Occupational Psychologist at the Dove Nest Group, Karen Moore, recently sat down with Paul Vella of MHS UK to discuss a large-scale, ongoing graduate recruitment project. Dove Nest is working with a leading global IT solutions provider, incorporating the EQ-i® into their assessment framework.
The client approached Dove Nest earlier this year seeking help with managing their annual graduate intake, which stands at approximately 100 from an applicant base of between 2500 and 3000 graduates. In the past, the client placed a high priority on academic achievement, and tended to hire those who achieved better grades in their studies. This recruitment method resulted in new hires that, although strong academically, lacked the emotional and social qualities needed to enable them to work well with others and to manage their work loads effectively.
Dove Nest recommended using the EQ-i® in the selection process in order to assess the key emotional skills that would make the applicants successful within the business. The client agreed, deciding to alter their specifications and lower the emphasis on pure academic results in order to begin looking for graduates with emotional competence, using the EQ-i® to help identify those graduates with the required skills.
Before beginning the recruitment process, the client commissioned Dove Nest to conduct a performance analysis of a cross section of existing employees who had been recruited through the graduate program over the previous 3 years.

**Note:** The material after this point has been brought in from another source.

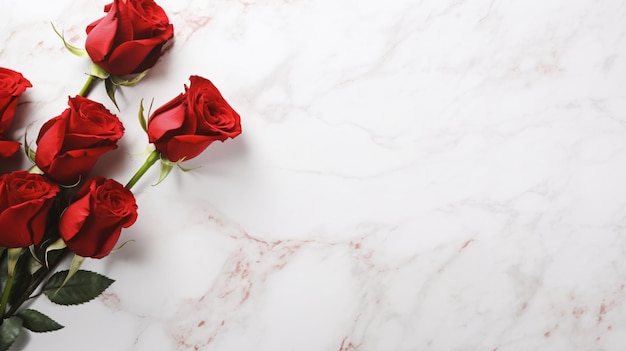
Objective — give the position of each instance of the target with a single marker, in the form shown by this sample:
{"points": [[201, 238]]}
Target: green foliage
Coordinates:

They took 100 employees who had joined from the previous 3 graduate recruitment campaigns, ranked them using their internal performance criteria and tested them on the EQ-i®. Moderate to strong correlations were found between work-based performance and the following EQ-i® subscales: Assertiveness (.41), Interpersonal Relationships (.53) and Stress Tolerance (.65). Dove Nest and the client used these findings to engineer a model that identified the graduate applicants most likely to perform highly in their roles due to higher levels of emotional and social competency. The result has been a better-balanced recruitment framework which has allowed the client to hire a better balance of graduates who have been successful academically, and have developed the required emotional and social skills found to be essential to perform effectively in their specific roles.